Açıklama öncesi konuşan HDP Muş Milletvekili Gülistan Kılıç Koçyiğit, "Bu ülkede biz kadınlara yaşam hakkı tanınmak istenmiyor. Çünkü gün geliyor kahkahalarımızdan, gün geliyor eteğimizin boyundan dolayı katlediliyoruz. Özgürlük istediğimiz için bizi eve kapatmaya çalışıyorlar. Katlediliyoruz. Sadece katledilen kız kardeşlerimiz değil, bu ülke ve dünyanın her tarafında bu katliamlar yapılıyor” dedi.

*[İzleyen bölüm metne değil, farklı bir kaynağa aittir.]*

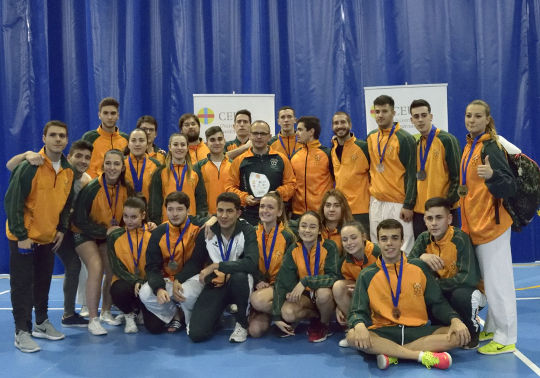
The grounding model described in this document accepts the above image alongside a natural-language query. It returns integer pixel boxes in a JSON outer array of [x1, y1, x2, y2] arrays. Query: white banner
[[364, 83, 448, 136], [193, 94, 275, 141]]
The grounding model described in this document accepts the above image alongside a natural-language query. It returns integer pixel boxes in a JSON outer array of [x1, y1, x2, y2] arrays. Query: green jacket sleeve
[[144, 225, 166, 294], [4, 161, 37, 241], [272, 244, 298, 320], [396, 130, 416, 210], [107, 228, 144, 285], [73, 179, 107, 239], [439, 229, 480, 292], [439, 131, 461, 204], [148, 166, 167, 224], [300, 240, 341, 290]]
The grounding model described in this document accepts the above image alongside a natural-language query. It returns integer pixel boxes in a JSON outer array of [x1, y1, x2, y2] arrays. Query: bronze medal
[[458, 185, 469, 197], [392, 307, 401, 319]]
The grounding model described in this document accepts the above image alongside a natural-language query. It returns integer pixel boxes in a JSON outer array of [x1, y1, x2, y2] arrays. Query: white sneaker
[[229, 322, 247, 343], [124, 312, 139, 333], [99, 311, 122, 325], [79, 305, 90, 318], [88, 317, 107, 336]]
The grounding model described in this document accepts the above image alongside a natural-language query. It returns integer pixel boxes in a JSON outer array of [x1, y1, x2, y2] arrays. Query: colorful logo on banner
[[197, 108, 214, 125]]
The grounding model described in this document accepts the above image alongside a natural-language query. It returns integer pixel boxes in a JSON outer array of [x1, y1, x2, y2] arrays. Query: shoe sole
[[13, 342, 41, 353], [32, 331, 66, 341]]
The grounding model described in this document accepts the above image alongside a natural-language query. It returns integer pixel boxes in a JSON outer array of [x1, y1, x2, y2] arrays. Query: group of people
[[4, 95, 517, 369]]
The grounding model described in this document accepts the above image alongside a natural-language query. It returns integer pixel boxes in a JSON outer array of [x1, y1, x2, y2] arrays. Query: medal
[[377, 123, 397, 173], [458, 185, 469, 197]]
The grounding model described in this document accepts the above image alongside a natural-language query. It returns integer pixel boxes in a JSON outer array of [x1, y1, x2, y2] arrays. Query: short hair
[[165, 191, 190, 209], [332, 110, 352, 125], [424, 197, 451, 212], [43, 120, 69, 136], [373, 95, 394, 108], [296, 116, 321, 139], [204, 126, 223, 140], [377, 218, 403, 240], [409, 98, 431, 113], [278, 105, 296, 117], [68, 139, 94, 156], [234, 109, 251, 123], [135, 115, 157, 131], [178, 113, 201, 131], [99, 97, 120, 111], [216, 192, 242, 210]]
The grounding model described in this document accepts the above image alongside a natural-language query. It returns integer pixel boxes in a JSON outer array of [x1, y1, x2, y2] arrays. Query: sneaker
[[308, 319, 332, 343], [15, 331, 41, 353], [377, 354, 398, 370], [88, 317, 107, 336], [422, 352, 452, 370], [229, 322, 247, 343], [32, 319, 66, 340], [62, 312, 88, 327], [79, 305, 90, 318], [124, 312, 139, 333], [99, 311, 122, 325], [478, 341, 516, 354], [478, 331, 495, 341]]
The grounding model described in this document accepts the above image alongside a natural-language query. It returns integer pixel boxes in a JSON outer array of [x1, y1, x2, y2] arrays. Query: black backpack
[[482, 138, 540, 232]]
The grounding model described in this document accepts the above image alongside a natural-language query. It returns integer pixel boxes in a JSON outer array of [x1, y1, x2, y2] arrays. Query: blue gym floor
[[0, 264, 540, 378]]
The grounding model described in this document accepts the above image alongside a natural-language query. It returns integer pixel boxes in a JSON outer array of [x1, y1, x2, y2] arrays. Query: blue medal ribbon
[[262, 224, 278, 272], [377, 123, 397, 164], [218, 236, 234, 261], [461, 133, 485, 186], [128, 156, 146, 192], [419, 126, 437, 171], [381, 252, 403, 317], [171, 163, 187, 192], [126, 226, 144, 271], [302, 240, 321, 276], [278, 135, 298, 160], [102, 174, 120, 225], [166, 218, 190, 262]]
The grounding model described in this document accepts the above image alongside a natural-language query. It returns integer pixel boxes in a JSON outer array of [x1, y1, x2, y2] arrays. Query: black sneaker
[[62, 313, 88, 328]]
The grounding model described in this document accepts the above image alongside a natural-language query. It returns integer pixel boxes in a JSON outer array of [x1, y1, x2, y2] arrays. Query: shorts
[[370, 325, 444, 345]]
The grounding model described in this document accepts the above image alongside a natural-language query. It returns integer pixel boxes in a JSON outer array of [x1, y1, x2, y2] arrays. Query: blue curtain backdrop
[[0, 0, 540, 272]]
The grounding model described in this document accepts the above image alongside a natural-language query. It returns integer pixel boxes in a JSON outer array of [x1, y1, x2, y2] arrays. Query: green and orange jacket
[[414, 129, 460, 214], [72, 174, 129, 240], [348, 256, 459, 329], [253, 223, 296, 284], [148, 164, 208, 224], [124, 154, 161, 202], [189, 138, 210, 165], [4, 148, 74, 244], [194, 154, 232, 214], [291, 140, 334, 214], [367, 123, 416, 210], [81, 125, 128, 178], [145, 217, 200, 294], [272, 239, 340, 320], [459, 134, 516, 245], [331, 135, 370, 214], [409, 226, 480, 292], [340, 240, 381, 281], [107, 228, 152, 286], [268, 131, 301, 160]]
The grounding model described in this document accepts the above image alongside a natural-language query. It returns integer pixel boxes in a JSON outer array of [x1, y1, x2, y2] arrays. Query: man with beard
[[178, 113, 210, 164], [331, 111, 369, 235]]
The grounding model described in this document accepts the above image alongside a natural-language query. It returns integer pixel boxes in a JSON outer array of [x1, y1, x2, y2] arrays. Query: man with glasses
[[225, 120, 296, 225]]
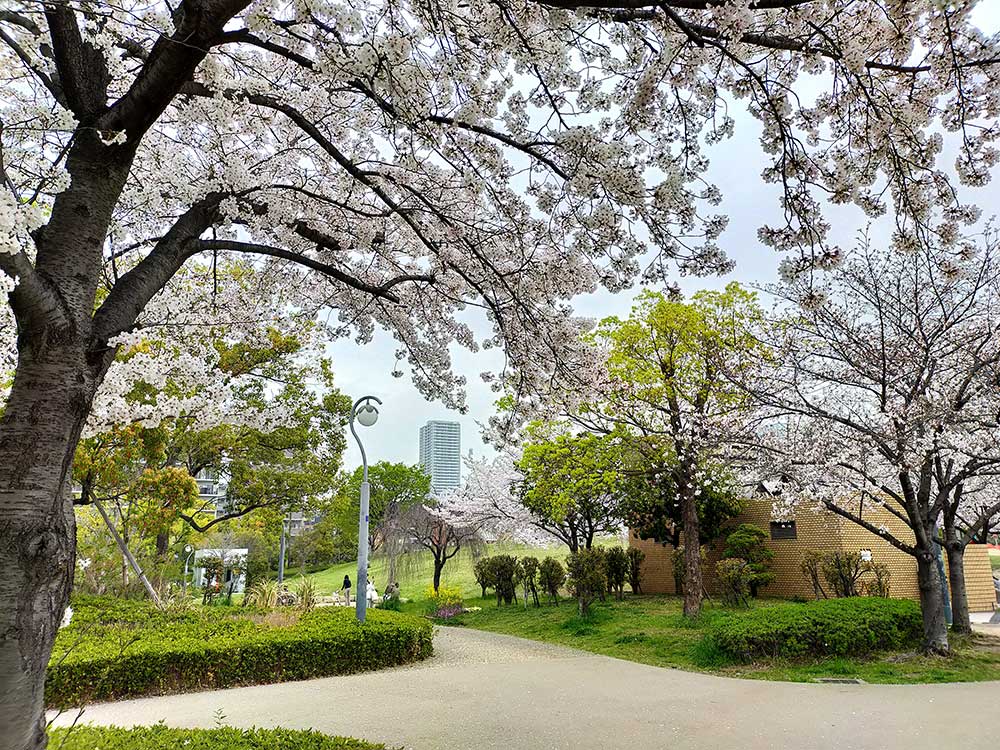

KOÇYİĞİT: NAMUSUNUZ BATSIN
Cinsiyetçi egemenlerin her yerde kadın yaşamının önüne barikat çekmeye çalıştığına dikkati çeken Koçyiğit, “Çok uzakta değil. İran’da, bu ülke de de AKP’nin politikaları kadınları katlediyor. Bu zihniyeti çok iyi biliyoruz, bedeni teşhir edilen Ekin Wan’dan, Taybet Ana’dan, İpek Er’den biliyoruz. Şule çetin katilini affettirmek için kırk takla atan zihniyetten biliyoruz. Dersim’de Gülistan Doku’nun kaybettirilmesinden biliyoruz. AKP- MHP iktidarı bekçileri kadın özgürlüğünün önüne geçemeyeceksiniz. İran bakanı açıklama yapmış, ‘polisimiz namusumuzu korumuş’ demiş. Namusunuz batsın, siz namusunu kadın saçının telinde arıyorsunuz. Biz Kürt kadınları başka bir dünyanın mümkün olduğunu düşünenler o dünyayı kuracağız. Yoldaşımızı gömerken İranlı kadınlar ‘jin jiyan azadi’ dedi. Yaşasın kadın dayanışması kahrolsun faşizm ve erkek egemen anlayışı” diye konuştu.
APETYA’YA YAPILANLAR
Sonrasında ortak açıklamayı DAKAP sözcüsü Kıymet Yıldız okudu. Kadına yönelik şiddetin artmasındaki en önemli etkenlerinin savaş ve çatışmalı ortamın olduğunu söyleyen Yıldız, kadın düşmanı bu zihniyetin dünyanın farklı yerlerinde ve farklı biçimlerde kendini dışa vurduğunu söyledi. Azerbaycan askerleri tarafından öldürülen Anus Apetya’nın cansız bedenine yapılanları hatırlatan Yıldır, İran’ın başkenti Tahran’da 14 Eylül’de ahlak polisi tarafından başörtüsü nedeniyle gözaltına alınan ve gözaltı sırasında işkenceye maruz kalan Mahsa Amini’nin yaşamını yitirdiğini hatırlattı. İran’daki erkek egemen zihniyetin birçok kadını işkencelerle katlettiğini kaydeden Yıldız, “Ortaçağ gericiliği ile başörtüsü dayatmalarına, giyim kuşam yasaklarına karşı direnen kadınlar neredeyse her gün ağır cezalara maruz kalarak yaşamını sürmektedir. İran’da Ermenistan’da Suriye’de Ukrayna’da Afganistan’da Pakistan’da Irak’ta kendi ülkemizde kısacası neredeyse tüm dünyada kadınlara ölüm, şiddet, yoksulluk, göç ve acı başta olmak üzere kadın haklarına ve kadın özgürlüğüne yönelik çok ciddi ve çok yönlü saldırılar gerçekleşmektedir” dedi
ÖZSAVUNMA HAKKI
Savaşın eksik olmadığı bu coğrafyada bütün kadınların yaşamsal ve demokratik hakkı için öz savunma hakkını kullanması gerektiğinin önemine değinen Yıldız, şunları söyledi: “Dünyanın neresinde olursa olsun tarihimizden aldığımız güçle; savaşa, şiddete, erkek egemen zihniyete, toplumsal cinsiyet eşitsizliğine, ayrımcılığı ,homofobiye, ırkçılığa ,milliyetçiliğe ,inkar ,imha ve asimilasyona karşı alanlarda ve tüm demokratik zeminlerde örgütlü mücadelemizi büyüterek ; barışı, eşitliği ,özgürlüğü, ekolojik ve kadın özgürlüğünü esas alan demokratik bir toplumu inşa edeceğiz.”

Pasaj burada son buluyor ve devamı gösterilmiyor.